Basically Sony BMG is completely adamant that it has done nothing wrong, merely protecting their copyrights. Mark Russinovich summarizes that Sony "denies that the rootkit poses a security or reliability threat despite the obvious risks of both"; and that Sony "claims that users don’t care about rootkits because they don’t know what a rootkit is."

Here's one side basically making statements that are already dismissed by evidence to the contrary. And it does so in name of incompetence, malice, arrogance or even outright denial. This tells me that there is no end to the degree in which we will protect our interests. As Stewart Baker, assistant secretary in the U.S. Department of Homeland Security puts towards Sony: "It's very important to remember that it's your intellectual property -- it's not your computer."

My point? I feel we are heading in a wrong direction as a society, because the way we want to convince our peers, our audience, our sponsors is not based on strength of argumentation. We want to win people over without spending a lot of effort into the justification of our own ideas, or the flaws of the counter-arguments. We are looking for the shortcut to the quick-fix. We gradually stoop to more immoral ways of forcing people to see our way, like treachery, violence, terrorism even.

I take it that it takes far longer in the current social setting to get to grips with the world, because new information comes toward us thick and fast, and in ever increasing amounts. There's more of the world to understand, but we are not getting a proportionate additional amount of time (and skill? and intellect? and patience?) to make sense of it all.

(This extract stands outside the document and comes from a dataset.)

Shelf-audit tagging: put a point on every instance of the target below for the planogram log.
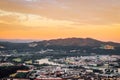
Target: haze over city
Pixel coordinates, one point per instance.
(50, 19)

The pessimist in me says we are not going to turn this around. The optimist even says we have a very long way to go. Our motives and our moral base need to be completely recalibrated, if we are to rise above ourselves and out of this mess. Only then will we have progress. Only then will we have proper arguments.

1 comment:

Anonymous said...

Hey Sid,

I must say, this is probably your best post yet. Frequent visitors must have seen that I've been responding to some of your posts quite, well, just screwing around I guess, but you've hit quite a substantial issue here.

Society is like a train going somewhere and although most of the people on it don't really care where it's going, some of us stick our head out of the window once in a while to see where it's headed. Startled by the speed, tears in our eyes because of the speed, no-one really sees what the goal is.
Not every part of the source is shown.